Considering the above, it is probable that the results obtained during the experiment are possibly unreliable. I would have to repeat my experiment, trying to eliminate the problems I highlighted above. Repeating results more times helps to obtain an average which is closer to the true average.
I have identified 2 anomalies for the immobilised beads experiment which are highlighted on my graphs. I concluded that these are anomalous results as they don’t fit the Q10 theory which states that the rate of reaction doubles for every 10°C increase in temperature. But my average results for 35°C and 40°C for the immobilised enzymes didn’t fit this. For 35°C the average % glucose was double the amount for 30°C (from 1% to 2%) and for 40°C the average % glucose after 7 minutes was triple that of 30°C (from 1% to 3%). Possible causes for these errors were that –
- The beads may have contained slightly more enzyme which would mean that there would be a higher possibility of forming enzyme-substrate as increased enzyme concentration is proportional to increased rate of reaction.
- The Diabur strips may have been left too long so the colour may correspond to a higher % glucose when read.
- The pH levels may have changed which may provide closer to optimum condition for the enzymes which may lead to an increase in the rate of the reaction.
- If the lactase and the sodium alginate weren’t mixed properly some beads may contain less or more lactase than others. This would either reduce or increase the rate of reactions.
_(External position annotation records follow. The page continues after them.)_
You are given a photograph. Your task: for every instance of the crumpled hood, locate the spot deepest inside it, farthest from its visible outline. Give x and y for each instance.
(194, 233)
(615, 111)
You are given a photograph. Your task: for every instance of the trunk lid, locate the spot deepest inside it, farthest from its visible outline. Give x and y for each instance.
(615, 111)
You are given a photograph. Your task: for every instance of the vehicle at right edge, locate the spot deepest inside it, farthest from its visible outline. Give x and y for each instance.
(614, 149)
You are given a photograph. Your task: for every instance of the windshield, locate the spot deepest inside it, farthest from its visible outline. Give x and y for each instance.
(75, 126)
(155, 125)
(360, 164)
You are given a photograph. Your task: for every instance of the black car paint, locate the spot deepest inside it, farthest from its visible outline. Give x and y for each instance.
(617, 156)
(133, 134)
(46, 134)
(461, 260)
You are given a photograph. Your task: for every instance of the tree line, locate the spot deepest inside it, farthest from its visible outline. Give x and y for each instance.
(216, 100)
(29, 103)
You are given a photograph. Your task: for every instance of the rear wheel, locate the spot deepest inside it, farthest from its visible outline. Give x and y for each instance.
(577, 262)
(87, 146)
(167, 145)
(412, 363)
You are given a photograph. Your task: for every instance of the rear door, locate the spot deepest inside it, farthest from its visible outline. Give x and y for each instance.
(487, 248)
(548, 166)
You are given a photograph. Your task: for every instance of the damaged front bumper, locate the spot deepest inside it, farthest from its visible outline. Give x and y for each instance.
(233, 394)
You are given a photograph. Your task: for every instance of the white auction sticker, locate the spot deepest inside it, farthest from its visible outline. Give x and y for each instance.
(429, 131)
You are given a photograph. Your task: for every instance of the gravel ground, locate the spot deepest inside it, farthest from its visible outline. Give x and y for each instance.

- Some of the immobilised beads contained a lot of air as air entered the syringe when the suspension was being sucked up in the syringe. This would decrease the amount of enzyme and so would reduce the rate of reaction.
If I was to conduct the experiment again, I would make sure that it was more accurate overall. As I feel that the experiment doesn’t give accurate enough results, I would use a different experiment which would be easier to measure. An example of this would be using an enzyme that has a gas as a product, as this can be measured to the nearest 0.5mm3. Examples of enzymes which catalyse an experiment which has a gas as a product is catalase which speeds up the reaction of converting hydrogen peroxide into oxygen and water.
With the above taken into account, I would say that my conclusion is not very secure due to the fact that there were several errors. Subsequently, the results do not provide a very stable evidence for support of my hypothesis. Although the percentage error of individual equipment is small, the procedure error of the experiment is quite high as the results had to be determined by eye.